Donc les dames italiennes bâtissent une grande cité, qu'elles appellent Troie, et l'entourent de remparts solides et de fossés. Quand le rassemblement des combattantes s'est fait «la cité se vante de mettre une armée en ligne, on sonne la cloche, le conseil (composé des dames les moins jeunes) se rassemble, et dit orgueilleusement de rompre les rangs; la belle Béatrice est souveraine de tous les biens de la commune (on va voir quels sont ces biens), il n'y a plus que honte et confusion. Les trompettes sonnent et le podestat s'écrie: «Réclamons à Béatrice beauté et courtoisie, valeur et jeunesse.» Et la troupe répond: «Oui!»

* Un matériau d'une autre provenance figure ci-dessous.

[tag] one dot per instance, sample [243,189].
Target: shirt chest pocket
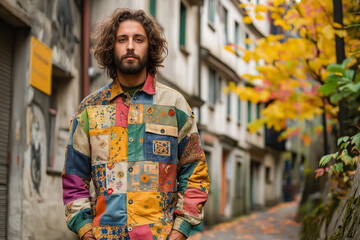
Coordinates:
[160,143]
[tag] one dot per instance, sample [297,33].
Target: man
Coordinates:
[137,140]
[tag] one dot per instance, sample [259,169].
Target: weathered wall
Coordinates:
[35,207]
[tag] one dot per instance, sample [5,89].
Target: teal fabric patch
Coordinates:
[181,118]
[185,172]
[162,115]
[185,228]
[79,220]
[135,142]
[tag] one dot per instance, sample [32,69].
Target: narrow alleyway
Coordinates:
[276,223]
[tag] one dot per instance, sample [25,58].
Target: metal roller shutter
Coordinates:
[6,55]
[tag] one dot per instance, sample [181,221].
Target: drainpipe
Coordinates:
[199,55]
[85,48]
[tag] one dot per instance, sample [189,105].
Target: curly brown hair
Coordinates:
[104,36]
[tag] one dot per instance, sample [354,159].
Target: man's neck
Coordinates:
[131,80]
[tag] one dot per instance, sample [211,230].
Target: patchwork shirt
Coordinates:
[144,157]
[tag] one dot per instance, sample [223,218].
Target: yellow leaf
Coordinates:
[228,48]
[260,8]
[259,17]
[278,2]
[247,20]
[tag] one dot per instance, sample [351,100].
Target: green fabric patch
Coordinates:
[135,142]
[79,220]
[83,121]
[162,115]
[181,118]
[132,90]
[184,174]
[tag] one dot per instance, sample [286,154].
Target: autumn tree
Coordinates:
[292,66]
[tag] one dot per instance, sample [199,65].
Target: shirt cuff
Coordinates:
[182,226]
[84,229]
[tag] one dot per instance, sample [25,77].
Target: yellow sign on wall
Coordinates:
[40,66]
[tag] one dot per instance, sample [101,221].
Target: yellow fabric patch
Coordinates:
[118,147]
[144,208]
[101,117]
[199,178]
[99,148]
[136,114]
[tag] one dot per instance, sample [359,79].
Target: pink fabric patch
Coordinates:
[73,188]
[194,201]
[141,233]
[121,113]
[149,85]
[167,177]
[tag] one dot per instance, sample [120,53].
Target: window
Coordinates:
[211,13]
[226,26]
[212,86]
[268,175]
[153,8]
[247,46]
[182,24]
[239,110]
[237,40]
[249,111]
[258,109]
[238,181]
[228,110]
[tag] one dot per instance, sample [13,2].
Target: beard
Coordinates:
[130,68]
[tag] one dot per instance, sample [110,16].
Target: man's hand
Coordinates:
[88,236]
[176,235]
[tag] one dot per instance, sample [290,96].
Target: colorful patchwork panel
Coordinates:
[99,179]
[115,210]
[118,151]
[149,207]
[121,115]
[163,115]
[136,114]
[101,117]
[118,233]
[116,178]
[161,231]
[99,149]
[143,176]
[160,148]
[135,142]
[167,177]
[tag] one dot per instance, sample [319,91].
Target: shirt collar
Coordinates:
[149,87]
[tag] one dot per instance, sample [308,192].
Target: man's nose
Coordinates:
[130,46]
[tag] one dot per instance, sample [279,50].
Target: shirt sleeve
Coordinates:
[76,177]
[193,179]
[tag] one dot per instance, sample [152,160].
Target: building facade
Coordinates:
[40,88]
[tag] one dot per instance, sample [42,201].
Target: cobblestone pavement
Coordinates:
[276,223]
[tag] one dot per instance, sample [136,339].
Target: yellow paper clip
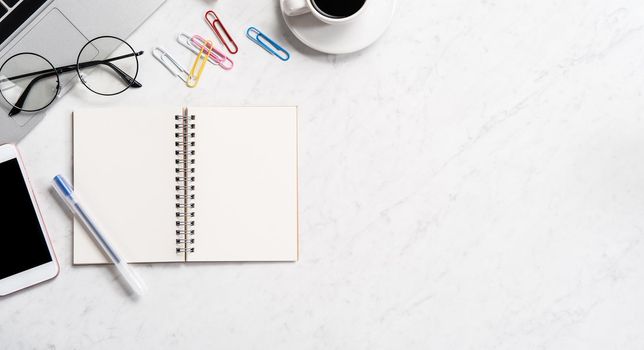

L'armée s'attaque au château de Béatrice; assauts, avec feu grégeois et machines de guerre. Mais Brunehilde, ou plutôt Béatrice, monte sur le rempart; elle ne veut ni haubert ni pourpoint; tout combattant qui s'attaque à elle est sûr de mourir. Le succès du combat n'est pas douteux, les assaillants sont mis en fuite, et le conseil municipal, composé des dames les moins jeunes, s'enfuit découragé. Valeur et Jeunesse, Beauté et Courtoisie sont restées aux mains de Béatrice [4].

Telle est la flatterie imaginée par notre troubadour. Suivant un chroniqueur italien, un événement un peu semblable à celui-là se serait passé à Trévise en 1214. On avait construit une forteresse en bois; la garnison était composée de deux cents dames, les plus belles de la contrée; pour casques elles avaient des couronnes de pierreries et pour cuirasses de riches étoffes. De jeunes chevaliers donnaient l'assaut; leurs armes étaient des fruits, des fleurs et des flacons de parfums. Telle est l'histoire que racontent de graves auteurs, entre autres le savant Muratori. C'est déjà l'assaut de la redoute, une partie de carnaval galant. Nous n'entreprendrons pas ici de rechercher l'origine de cette légende; légende ou réalité, celle-là aussi est bien digne du temps [5].

Le même Raimbaut de Vaquières, dans sa recherche de l'originalité, a composé un descort ou désaccord en cinq langues. Le descort était un court poème sans règles fixes; le désordre produit par le changement du mètre marquait que le cœur du poète n'était plus d'accord avec celui de sa dame. Quelle harmonie devait donc régner entre Raimbaut de Vaquières et Béatrice pour qu'il ait eu recours à une pareille cacophonie!

Mais des affaires plus sérieuses sollicitèrent bientôt l'attention du chevalier poète. Son seigneur, le marquis de Montferrat, fut appelé à Soissons pour recevoir le commandement d'une nouvelle croisade. Raimbaut y prépara les esprits par un énergique sirventés.

J'aime mieux, s'il plaît à Dieu, mourir là-bas, que vivre et rester ici. Pour nous Dieu se laissa lever en croix, il reçut la mort, souffrit la passion, fut battu et chargé de chaînes et couronné d'épines sur la croix... Que saint Nicolas de Bari guide notre flotte, que les Champenois dressent leurs gonfanons et que le marquis s'écrie: Montferrat et Léon... Beau Cavalier (c'est Béatrice qui est ainsi désignée) je ne sais si je reste pour vous ou si je prends la croix—je ne sais si je pars ou si je reste, car je meurs de douleur si je vous vois et je pense mourir si je suis loin de vous [6].

Ce sont les mêmes sentiments qu'il exprima dans une touchante élégie composée pendant la croisade. L'expédition fut d'abord brillante pour lui et il y gagna biens et honneurs. Mais ils ne lui firent pas oublier Béatrice.

Que me valent conquêtes et richesses? Je me tenais pour plus riche quand j'étais aimé et que je me repaissais d'amour courtois; j'en aimais mieux un seul plaisir que tenir ici terres et grand avoir; car plus mon pouvoir augmente, plus je suis triste, puisque mon Beau Cavalier et son amour sont loin de moi [7].

Raimbaut de Vaquières avait exprimé le vœu de mourir à la croisade plutôt que de vivre et de rester en Italie; ce vœu fut exaucé. Le marquis de Montferrat fut tué dans une embuscade et Raimbaut tomba sans doute à ses côtés (1207); entre temps Béatrice était morte [8].

Raimbaut de Vaquières est le plus brillant des troubadours qui ont séjourné en Italie. Il faudrait encore citer après lui Aimeric de Péguillan, troubadour toulousain exilé à la cour de Frédéric II, Guillem Figueira, l'auteur de l'énergique sirventés contre Rome, Uc de Saint-Cyr, auteur de biographies des troubadours, qui se trouvait encore en Italie vers 1247, et bien d'autres.